Custody No-Action Letter

 

 

Today, the Securities and Exchange Commission responded to a no-action letter request from the Investment Adviser Association regarding transfers of assets based on client letters of authorization and custody.

In the No-action letter, the SEC clarifies that the Commission believes that a letter of instruction or other similar asset transfer authorization arrangement established by a client and submitted by an investment adviser to the qualified custodian would constitute an arrangement under which an investment adviser is authorized to withdraw client funds or securities maintained with a qualified custodian.
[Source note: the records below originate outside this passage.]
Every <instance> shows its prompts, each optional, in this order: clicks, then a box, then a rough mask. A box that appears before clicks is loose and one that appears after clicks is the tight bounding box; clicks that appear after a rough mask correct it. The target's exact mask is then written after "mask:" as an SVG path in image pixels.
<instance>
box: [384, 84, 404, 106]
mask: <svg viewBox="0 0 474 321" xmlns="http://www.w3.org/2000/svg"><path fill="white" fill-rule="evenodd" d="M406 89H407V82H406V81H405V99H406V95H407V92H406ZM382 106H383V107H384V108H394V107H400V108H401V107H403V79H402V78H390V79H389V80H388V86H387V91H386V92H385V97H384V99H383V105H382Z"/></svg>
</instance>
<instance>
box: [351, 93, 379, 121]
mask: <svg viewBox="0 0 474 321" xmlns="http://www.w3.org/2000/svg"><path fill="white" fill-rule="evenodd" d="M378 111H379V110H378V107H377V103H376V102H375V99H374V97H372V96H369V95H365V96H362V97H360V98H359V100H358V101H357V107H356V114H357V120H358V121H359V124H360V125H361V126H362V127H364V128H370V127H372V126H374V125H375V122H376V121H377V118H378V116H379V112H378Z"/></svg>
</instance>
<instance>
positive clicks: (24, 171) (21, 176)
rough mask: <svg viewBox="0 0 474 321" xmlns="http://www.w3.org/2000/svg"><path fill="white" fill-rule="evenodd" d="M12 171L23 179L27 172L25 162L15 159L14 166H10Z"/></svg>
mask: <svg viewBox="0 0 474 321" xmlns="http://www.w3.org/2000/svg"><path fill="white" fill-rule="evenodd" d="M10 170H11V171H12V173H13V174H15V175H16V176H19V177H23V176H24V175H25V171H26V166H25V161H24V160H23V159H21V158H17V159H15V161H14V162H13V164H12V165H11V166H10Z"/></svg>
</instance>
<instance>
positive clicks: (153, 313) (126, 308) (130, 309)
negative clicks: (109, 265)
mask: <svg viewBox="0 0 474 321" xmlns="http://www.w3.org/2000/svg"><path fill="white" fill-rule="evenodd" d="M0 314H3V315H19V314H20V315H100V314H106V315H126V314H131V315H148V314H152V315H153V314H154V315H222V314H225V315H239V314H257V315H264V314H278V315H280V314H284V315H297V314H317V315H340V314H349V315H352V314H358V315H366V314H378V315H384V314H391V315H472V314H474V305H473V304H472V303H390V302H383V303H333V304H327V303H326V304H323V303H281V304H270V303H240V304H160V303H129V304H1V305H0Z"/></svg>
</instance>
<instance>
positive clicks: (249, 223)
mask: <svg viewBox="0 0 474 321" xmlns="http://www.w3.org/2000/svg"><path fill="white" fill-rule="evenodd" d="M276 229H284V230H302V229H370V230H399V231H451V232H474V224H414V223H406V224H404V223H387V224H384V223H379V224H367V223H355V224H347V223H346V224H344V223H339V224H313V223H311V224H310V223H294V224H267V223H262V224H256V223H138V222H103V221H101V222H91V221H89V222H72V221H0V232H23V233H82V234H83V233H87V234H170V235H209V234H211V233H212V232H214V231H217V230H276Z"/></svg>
Based on the recent no-action letter, upon instruction by the investment adviser to the qualified custodian, the adviser is deemed to have custody and, as a result, is subject to a surprise custody examination.
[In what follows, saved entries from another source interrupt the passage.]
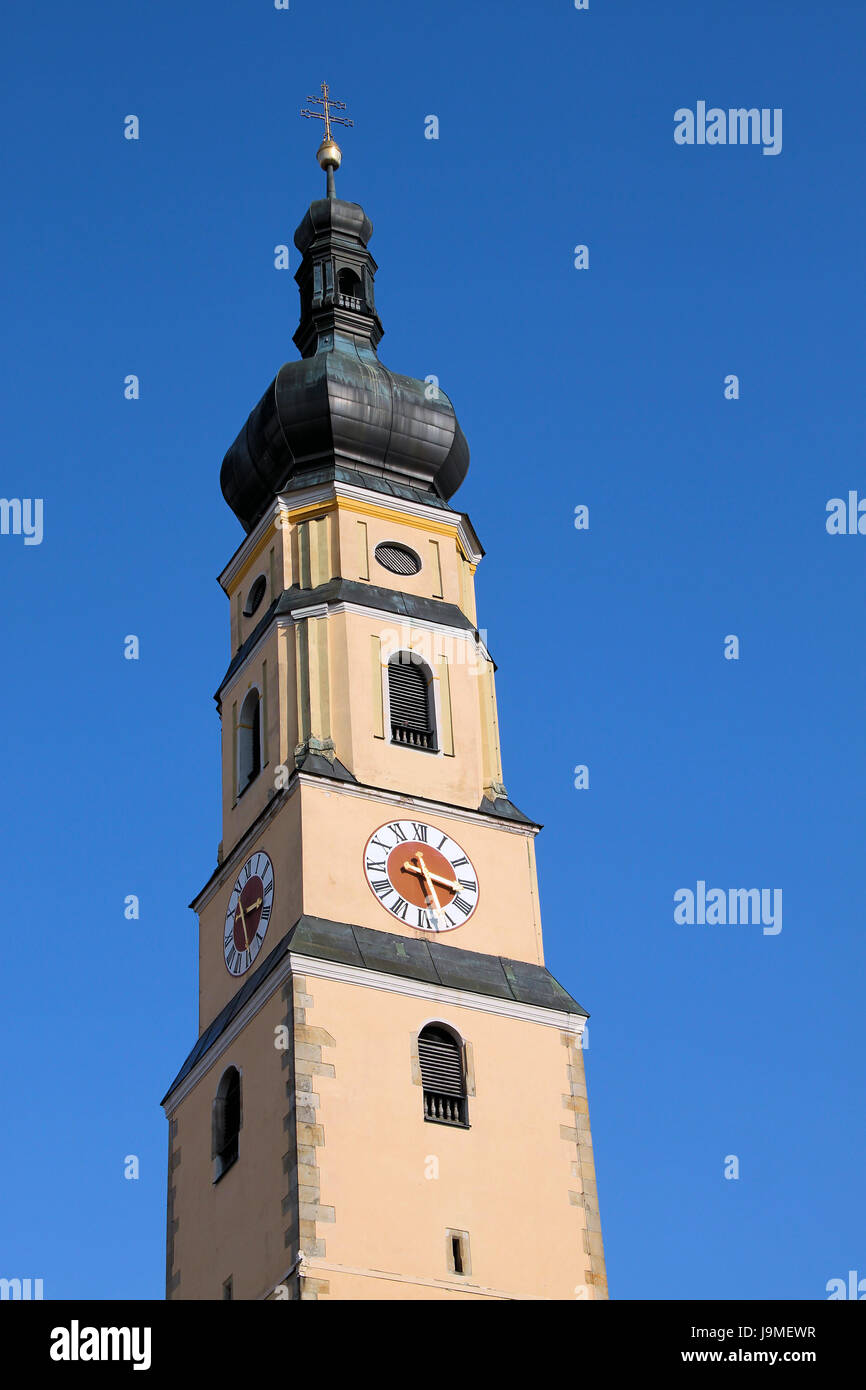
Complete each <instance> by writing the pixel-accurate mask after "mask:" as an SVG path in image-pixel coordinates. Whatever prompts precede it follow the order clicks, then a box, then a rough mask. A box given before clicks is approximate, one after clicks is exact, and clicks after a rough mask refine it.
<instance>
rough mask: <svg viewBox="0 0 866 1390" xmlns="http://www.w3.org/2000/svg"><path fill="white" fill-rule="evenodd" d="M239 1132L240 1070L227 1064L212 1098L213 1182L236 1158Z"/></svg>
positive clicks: (239, 1131)
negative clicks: (214, 1092) (226, 1065)
mask: <svg viewBox="0 0 866 1390" xmlns="http://www.w3.org/2000/svg"><path fill="white" fill-rule="evenodd" d="M239 1134H240V1072H239V1070H238V1068H236V1066H229V1068H228V1070H227V1072H224V1073H222V1077H221V1080H220V1086H218V1087H217V1097H215V1099H214V1125H213V1156H214V1181H215V1180H217V1179H218V1177H222V1173H224V1172H225V1170H227V1169H228V1168H231V1166H232V1163H235V1162H236V1159H238V1136H239Z"/></svg>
The Division of Investment Management noted, however, that it would not recommend enforcement action to the Commission under Section 206(4) of, and Rule 206(4)-2 under, the Advisers Act against an investment adviser if that adviser does not obtain a surprise examination where it acts pursuant to such an arrangement under the following circumstances:

 

  1. The client provides an instruction to the qualified custodian, in writing, that includes the client’s signature, the third party’s name, and either the third party’s address or the third party’s account number at a custodian to which the transfer should be directed.

 

  1. The client authorizes the investment adviser, in writing, either on the qualified custodian’s form or separately, to direct transfers to the third party either on a specified schedule or from time to time.

 

  1. The client’s qualified custodian performs appropriate verification of the instruction, such as a signature review or other method to verify the client’s authorization, and provides a transfer of funds notice to the client promptly after each transfer.

 

  1. The client has the ability to terminate or change the instruction to the client’s qualified custodian.

 

  1. The investment adviser has no authority or ability to designate or change the identity of the third party, the address, or any other information about the third party contained in the client’s instruction.

 

  1. The investment adviser maintains records showing that the third party is not a related party of the investment adviser or located at the same address as the investment adviser.

 

  1. The client’s qualified custodian sends the client, in writing, an initial notice confirming the instruction and an annual notice reconfirming the instruction.

 

In addition, beginning with the next annual updating amendment after October 1, 2017, an investment adviser should include client assets that are subject to a letter of instruction or other similar asset transfer authorization that results in custody, including instances following the above relief, in its response to Item 9 of Form ADV.